Enfin, de manière générale, le film veut dire beaucoup de choses. Entre la journaliste féministe, la révolution, les liens Portugal-Suisse, le racisme, les dictatures, la technologie, la liberté sexuelle, les relations de travails, les liens avec le patronat et le politique, l’armée, le patriarcat, le sexe, le cinéma, les voyages, la musique, l’histoire, les langues, la francophonie, la poésie… Le tout en 80 minutes, on se retrouve avec un film qui veut dire beaucoup de choses, trop, et qui ne développe rien et donc, qui ne dit finalement rien. Pourquoi pas ne rien dire en vrai, mais les intentions du réalisateur étaient de dire justement pleins de trucs. Et comme il n'en dit rien, on peut donc dire qu’il ne sait pas s’exprimer et que c’est raté.

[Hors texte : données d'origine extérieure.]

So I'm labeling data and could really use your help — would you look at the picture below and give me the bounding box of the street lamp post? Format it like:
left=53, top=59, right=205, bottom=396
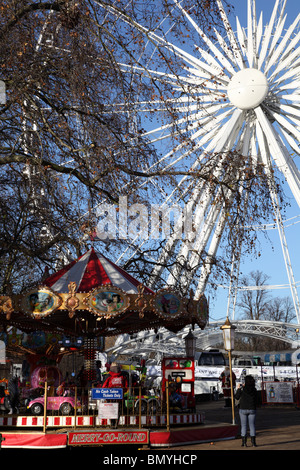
left=184, top=329, right=196, bottom=357
left=220, top=317, right=236, bottom=425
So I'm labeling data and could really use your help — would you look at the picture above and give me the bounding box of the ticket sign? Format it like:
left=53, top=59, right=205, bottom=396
left=91, top=388, right=123, bottom=400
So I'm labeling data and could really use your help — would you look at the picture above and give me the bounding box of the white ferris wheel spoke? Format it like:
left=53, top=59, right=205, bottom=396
left=95, top=0, right=300, bottom=321
left=215, top=0, right=245, bottom=69
left=264, top=17, right=300, bottom=75
left=257, top=0, right=281, bottom=70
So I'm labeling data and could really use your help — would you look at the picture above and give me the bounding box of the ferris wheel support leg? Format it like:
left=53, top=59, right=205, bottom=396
left=255, top=114, right=300, bottom=323
left=194, top=207, right=228, bottom=299
left=227, top=181, right=250, bottom=321
left=261, top=171, right=300, bottom=323
left=271, top=190, right=300, bottom=324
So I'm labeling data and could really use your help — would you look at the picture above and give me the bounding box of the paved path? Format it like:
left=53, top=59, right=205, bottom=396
left=168, top=400, right=300, bottom=451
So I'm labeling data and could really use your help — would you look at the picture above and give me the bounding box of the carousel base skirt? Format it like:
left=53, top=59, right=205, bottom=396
left=0, top=412, right=238, bottom=449
left=149, top=423, right=238, bottom=447
left=1, top=432, right=67, bottom=449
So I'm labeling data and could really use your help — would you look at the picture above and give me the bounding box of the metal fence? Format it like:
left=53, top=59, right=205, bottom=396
left=23, top=382, right=172, bottom=431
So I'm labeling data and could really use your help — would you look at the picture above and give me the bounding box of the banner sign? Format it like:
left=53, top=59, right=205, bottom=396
left=68, top=430, right=149, bottom=446
left=194, top=366, right=299, bottom=380
left=265, top=382, right=294, bottom=403
left=91, top=388, right=123, bottom=400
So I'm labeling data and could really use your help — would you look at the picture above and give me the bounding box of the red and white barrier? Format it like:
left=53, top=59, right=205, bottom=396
left=97, top=412, right=205, bottom=426
left=0, top=415, right=94, bottom=427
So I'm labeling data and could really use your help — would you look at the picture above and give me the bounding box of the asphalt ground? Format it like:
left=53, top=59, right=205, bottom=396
left=168, top=398, right=300, bottom=451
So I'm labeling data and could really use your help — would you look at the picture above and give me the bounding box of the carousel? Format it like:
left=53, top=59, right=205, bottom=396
left=0, top=248, right=236, bottom=450
left=0, top=247, right=208, bottom=386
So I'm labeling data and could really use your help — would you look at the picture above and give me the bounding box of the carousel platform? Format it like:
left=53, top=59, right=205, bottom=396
left=0, top=411, right=239, bottom=449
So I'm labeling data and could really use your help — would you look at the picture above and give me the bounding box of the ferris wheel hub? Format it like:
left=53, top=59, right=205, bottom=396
left=227, top=68, right=268, bottom=110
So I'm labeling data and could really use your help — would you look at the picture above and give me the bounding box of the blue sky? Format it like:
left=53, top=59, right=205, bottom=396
left=208, top=0, right=300, bottom=323
left=230, top=0, right=300, bottom=23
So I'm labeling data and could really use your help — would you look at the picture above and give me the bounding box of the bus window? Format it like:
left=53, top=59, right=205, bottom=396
left=198, top=351, right=226, bottom=366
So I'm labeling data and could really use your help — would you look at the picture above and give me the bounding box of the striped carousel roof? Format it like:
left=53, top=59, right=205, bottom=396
left=44, top=248, right=154, bottom=294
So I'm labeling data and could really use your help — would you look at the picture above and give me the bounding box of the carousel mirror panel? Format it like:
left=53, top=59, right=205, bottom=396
left=20, top=287, right=62, bottom=319
left=152, top=289, right=183, bottom=320
left=84, top=286, right=129, bottom=318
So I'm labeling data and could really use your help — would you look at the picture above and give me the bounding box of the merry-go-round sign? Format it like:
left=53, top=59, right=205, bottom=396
left=83, top=286, right=130, bottom=318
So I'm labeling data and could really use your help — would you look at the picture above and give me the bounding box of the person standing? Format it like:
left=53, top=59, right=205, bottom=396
left=102, top=363, right=128, bottom=390
left=219, top=366, right=236, bottom=408
left=8, top=376, right=20, bottom=414
left=102, top=363, right=128, bottom=429
left=235, top=375, right=258, bottom=447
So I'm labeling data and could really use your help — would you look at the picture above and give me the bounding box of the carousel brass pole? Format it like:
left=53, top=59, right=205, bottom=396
left=139, top=386, right=142, bottom=429
left=43, top=381, right=48, bottom=434
left=74, top=386, right=77, bottom=430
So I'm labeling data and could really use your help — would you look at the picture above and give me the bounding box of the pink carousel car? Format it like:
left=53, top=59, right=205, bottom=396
left=27, top=366, right=81, bottom=416
left=27, top=394, right=81, bottom=416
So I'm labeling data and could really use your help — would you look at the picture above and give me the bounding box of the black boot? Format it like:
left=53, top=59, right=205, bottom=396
left=241, top=436, right=247, bottom=447
left=251, top=436, right=257, bottom=447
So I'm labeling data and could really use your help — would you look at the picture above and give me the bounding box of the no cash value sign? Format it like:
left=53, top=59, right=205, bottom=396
left=91, top=388, right=123, bottom=400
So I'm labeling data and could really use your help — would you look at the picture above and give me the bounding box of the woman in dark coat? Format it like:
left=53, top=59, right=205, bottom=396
left=235, top=375, right=258, bottom=447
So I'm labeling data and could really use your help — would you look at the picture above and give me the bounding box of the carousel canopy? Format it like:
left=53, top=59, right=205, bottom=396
left=0, top=248, right=208, bottom=339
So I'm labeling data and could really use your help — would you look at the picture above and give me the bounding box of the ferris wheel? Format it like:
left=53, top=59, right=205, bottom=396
left=97, top=0, right=300, bottom=323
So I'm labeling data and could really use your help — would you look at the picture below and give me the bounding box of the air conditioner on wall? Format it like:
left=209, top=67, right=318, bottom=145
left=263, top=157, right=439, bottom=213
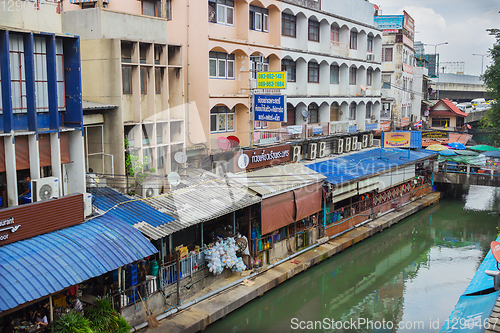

Bref, c’est dommage parce que le film a un petit côté irrévérencieux qui m’a d’abord plutôt bien emballé. On aurait pu espérer bien mieux avec moins de moyens et un meilleur réalisateur. Et ironiquement, on repense à ce que disait le conseiller fédéral au début du métrage ; les gens veulent du consensuel. Et si les petites piques bien venues contre la Confédération Helvétique font mouche, c’est dans la forme qu’on aurait voulu un film moins consensuel.